Friday, 3 September 2010

The Algarve

I remember Albufeira +40 years ago when it was still principally a small fishing village with only one or two buildings with more than two floors. Driving down from Lisbon took five to six hours on twisty cork and almond tree-lined roads. Faro Airport had just opened.

However, at that time, Portugal still had an empire generating its economic wealth and Lisbon was the bustling capital of an empire. I remember the first morning in the Mundial Hotel, in Lisbon, waking up to sound of trams rattling through the streets and fishmongers and other traders still pushing their barrows though the area around Mem Martins and Praça da Figueira plying their wares.
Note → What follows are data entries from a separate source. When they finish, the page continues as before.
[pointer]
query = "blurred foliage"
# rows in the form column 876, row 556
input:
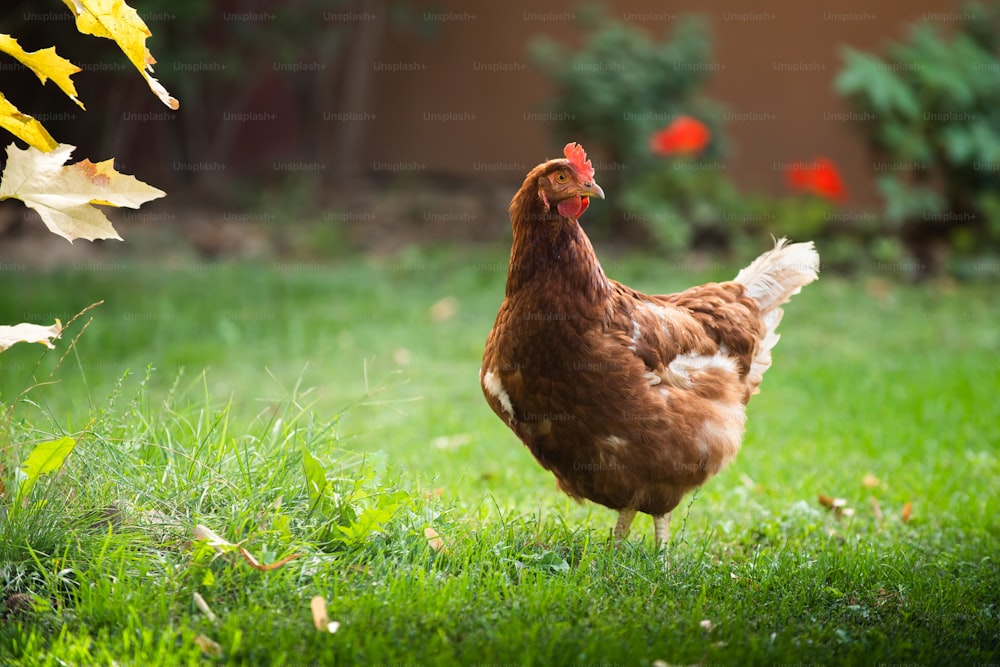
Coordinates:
column 621, row 86
column 287, row 62
column 931, row 107
column 618, row 89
A fascinating introduction to a new culture for a young teenager, whose experience of life till then had been restricted to Southern Africa.

However, life is a dynamic and all things move on. 1974 saw the Revolution in Portugal and overnight the country lost it Empire and much of its economic wealth, It also had to accommodate over a million retornados from its colonies, One obvious source of such wealth was to promote the development of tourism in the Algarve to pick up on the overflow form the beginnings of mass tourism to the Spanish Costas and Greek islands.
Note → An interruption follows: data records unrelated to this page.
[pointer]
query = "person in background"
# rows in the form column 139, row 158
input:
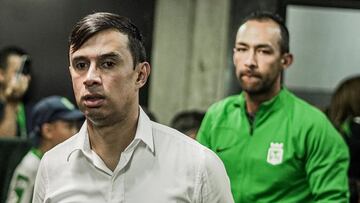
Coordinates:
column 119, row 154
column 188, row 122
column 54, row 120
column 275, row 146
column 344, row 113
column 14, row 82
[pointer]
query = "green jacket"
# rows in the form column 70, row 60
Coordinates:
column 290, row 153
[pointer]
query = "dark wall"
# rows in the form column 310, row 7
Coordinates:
column 42, row 29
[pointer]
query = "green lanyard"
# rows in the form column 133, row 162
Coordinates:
column 21, row 121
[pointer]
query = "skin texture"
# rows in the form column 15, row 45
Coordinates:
column 106, row 87
column 259, row 62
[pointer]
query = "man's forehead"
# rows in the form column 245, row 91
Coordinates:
column 106, row 39
column 259, row 26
Subsequently, following Portugal's entry to the EU in 1986, there was a increase in mass movement by retiree's and others from other EU states to retire/live in the Algarve.

Hence the transmogrification of the region into a destination for wine filled, sun splashed hedonism for Northern Europeans!

Regrettably, the Algarve's cultural heritage was not really protected or enhanced during this period, Lagos, where I live, has a phenomenal history with recently research by the University of Seville recovering artifacts of Phonecian origin. The Romans were here and in Tavira, The Moors were in Silves. At this time, the Algarve region was part of the Moorish kingdom or Al-Andaluz and was known in Arabic as the Al-Gharb.

Sir Francis Drake and Sir John Hawkins shelled Lagos while they were still privateers, and Lagos as well as Sagres were critical key ports in the Portuguese Voyages of discovery which opened the sea route to the Asia around the Cape of Good Hope in the 14C/15C. Without this great Portuguese success, neither the Dutch nor the British would have had their empires in the form they subsequently took. Lagos was the capital of the Algarve until much of the old town was destroyed in the 1755 earthquake.

I was privileged a few years ago to be passing a dig by the city walls near the Bombeiros and to see two skeletons been excavated from what was probably the graveyard of the church that stood in Largo Sta. Maria until the eartquake.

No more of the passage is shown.